I shoot raw, so retouching is almost always essential. There is no hard and fast rule and each image gets whatever attention it needs. Maybe "don't go overboard" is a good general rule.
I'm always amused by those who say 'I never retouch' as though it was some indication of superior technique. The camera is a tool and doesn't always capture the image you have in mind or the scene that you originally observed, especially as different cameras render the same scene differently. Even the best equipment has its limitations and using an editing program to fill in what the camera didn't capture or for which it couldn't compensate is not an indication of poor techniques.
People who know what they are doing should retouch, those who don't shouldn't. It is simple. Any image can be improved with skillful retouching, and any image can be destroyed with bad retouching. I guess it also matters what one means when they say "retouching", but that's another can of worms that doesn't need opening at this time.

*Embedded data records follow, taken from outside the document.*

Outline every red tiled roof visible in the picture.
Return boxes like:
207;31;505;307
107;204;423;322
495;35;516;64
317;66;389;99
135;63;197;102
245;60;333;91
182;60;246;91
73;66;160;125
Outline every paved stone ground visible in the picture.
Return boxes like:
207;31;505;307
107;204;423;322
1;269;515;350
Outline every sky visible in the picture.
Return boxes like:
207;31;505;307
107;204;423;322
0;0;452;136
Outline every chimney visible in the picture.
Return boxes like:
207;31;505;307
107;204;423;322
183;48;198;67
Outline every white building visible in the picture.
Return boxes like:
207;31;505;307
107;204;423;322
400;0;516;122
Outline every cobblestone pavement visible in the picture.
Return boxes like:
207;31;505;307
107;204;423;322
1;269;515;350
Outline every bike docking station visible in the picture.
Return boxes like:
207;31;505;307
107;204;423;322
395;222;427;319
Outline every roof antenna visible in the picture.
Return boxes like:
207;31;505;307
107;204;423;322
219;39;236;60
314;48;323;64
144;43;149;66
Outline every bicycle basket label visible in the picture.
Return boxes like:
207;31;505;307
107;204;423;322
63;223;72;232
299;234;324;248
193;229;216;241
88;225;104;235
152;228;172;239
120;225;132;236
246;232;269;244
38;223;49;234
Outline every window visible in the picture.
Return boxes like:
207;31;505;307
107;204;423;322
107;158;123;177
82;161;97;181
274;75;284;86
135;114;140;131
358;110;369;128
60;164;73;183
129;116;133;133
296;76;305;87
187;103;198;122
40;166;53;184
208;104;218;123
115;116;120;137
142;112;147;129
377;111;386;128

To me photography is about catching nature and light. How much you can do to control the composition of a shot varies widely from studio shooting to open air event shooting. Having said that you would like to control as much of the environment as you can from lighting, model appearance, pose, ambiance, on and on. The more of this you can do up front the better the chances that you will come away with a shot that will stand on its own right out of the camera. Sometimes when things don't go as planned, camera settings, lights, model position, the dreaded lingerie label or stray hairs, on and on, then you can augment or "fix' the picture in post-processing. In other words, I use it to enhance or bring the picture to what I had in mind but was not able to capture.
And then there are the instances when post-production becomes an intentional part of the shot. In other words, you compose the shot knowing that you are going to use a certain effect in your favorite software to enhance the picture to your vision. Such is the case with Infrared photography. Or sometimes I will underexpose the subject against a bright backdrop so I can create a high key effect with the subject in post-production. The great film photogs such as Ansel Adams always composed their picture based on the chemicals and paper they planned to use in the lab. So even the greats relied on post-processing. Digital photogs simply exchanged the lab for photoshop.
Hope that makes sense. I was just trying to kill time while I finished this large upload to my website...
Not sure who but some media reports about magazine images being over retouched this was probably complaints by the public reported to the 'Advertising Standards Authority', the one that comes to mind being the 'Dove' campaign or M&S TV advert in the UK with model Twiggy.
But I've still life images where a friend who works in cgi was convinced the the image was cgi !
Also recently a head shot/beauty, the make up artist did an incredible job and the retouch in minimal. The model stated her agency may be reluctant to use the shot as they may think it's an over retouched image.
And that could be the dilemma carefully crafted images be it lighting or MUA people may well think the image has been heavily manipulated.